PE61200 - Other Partial Exemption issues: changes in intention or use: when an adjustment is required

An adjustment is required where there is a change in the factors used to determine the initial deduction of input tax. For example, if input tax is deducted in full because the relevant goods and services are intended to be used exclusively in making supplies with a right to deduct, but in the event they are used either in whole or in part in making supplies with no right to deduct, the law requires that the original attribution of the input tax should be adjusted to take account of this fact. This type of adjustment actually alters the status of the input tax initially incurred. For example, input tax which had been attributed to supplies with a right to deduct can become input tax without the right to deduct and vice versa.

The attribution of input tax incurred in a tax year is provisional until such time that the longer period adjustment finalises its attribution. If, within the same tax year that the input tax was incurred, a different intention is substituted (or a supply is actually made) which is of a different liability, then an adjustment must be made by re-attributing the input tax concerned in that year’s longer period adjustment, often referred to as the ‘annual adjustment’ (see PE37000 - Longer period adjustment). The “clawback” and “payback” rules described below will therefore not apply.

If the business’s change of intention or use of the goods or services occurs after the tax year in which the input tax was incurred, but within 6 years of the start of the prescribed period in which the input tax was incurred, then an adjustment is due under what are generally known as the “clawback” or “payback” provisions. These are described more fully in Notice 706, section 13.
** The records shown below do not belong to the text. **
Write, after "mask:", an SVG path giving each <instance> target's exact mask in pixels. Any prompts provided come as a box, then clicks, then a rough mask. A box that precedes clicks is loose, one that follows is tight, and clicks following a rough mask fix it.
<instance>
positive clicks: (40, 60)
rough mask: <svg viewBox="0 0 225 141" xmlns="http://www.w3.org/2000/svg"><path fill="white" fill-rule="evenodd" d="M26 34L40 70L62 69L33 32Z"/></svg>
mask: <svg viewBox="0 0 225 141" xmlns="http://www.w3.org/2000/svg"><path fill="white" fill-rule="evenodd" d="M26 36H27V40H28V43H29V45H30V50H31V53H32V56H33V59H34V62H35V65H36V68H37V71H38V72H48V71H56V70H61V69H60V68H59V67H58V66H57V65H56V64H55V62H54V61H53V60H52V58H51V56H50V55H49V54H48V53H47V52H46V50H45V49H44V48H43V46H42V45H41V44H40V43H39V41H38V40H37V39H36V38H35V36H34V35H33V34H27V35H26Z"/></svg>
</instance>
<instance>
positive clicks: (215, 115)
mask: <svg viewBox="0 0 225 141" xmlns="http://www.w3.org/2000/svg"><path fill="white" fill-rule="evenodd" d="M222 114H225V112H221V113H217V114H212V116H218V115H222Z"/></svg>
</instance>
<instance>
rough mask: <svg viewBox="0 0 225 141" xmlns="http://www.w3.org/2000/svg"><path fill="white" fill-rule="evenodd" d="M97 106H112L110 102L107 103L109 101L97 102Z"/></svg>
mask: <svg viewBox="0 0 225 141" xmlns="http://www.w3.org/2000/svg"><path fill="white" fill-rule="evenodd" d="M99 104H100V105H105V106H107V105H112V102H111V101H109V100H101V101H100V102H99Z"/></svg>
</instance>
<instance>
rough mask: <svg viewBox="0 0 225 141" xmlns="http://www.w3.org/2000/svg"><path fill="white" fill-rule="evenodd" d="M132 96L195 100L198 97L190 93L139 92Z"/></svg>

Clawback / payback adjustments only apply in cases where, before an original intention is fulfilled, a taxable person changes the use or intended use after the longer period ends (or, if a longer period does not apply, after the end of the tax year in which the input tax was incurred).

Although adjustments are physically undertaken at the time that the change in use or intended use occurs, they are considered in the context of the prescribed accounting period and longer period (if any) in which the input tax was first attributed. Account has to be taken of the possible effects on the calculation carried out in that period in accordance with the agreed partial exemption method or of the change in the nature of the input tax on the application of the de minimis limits in that period.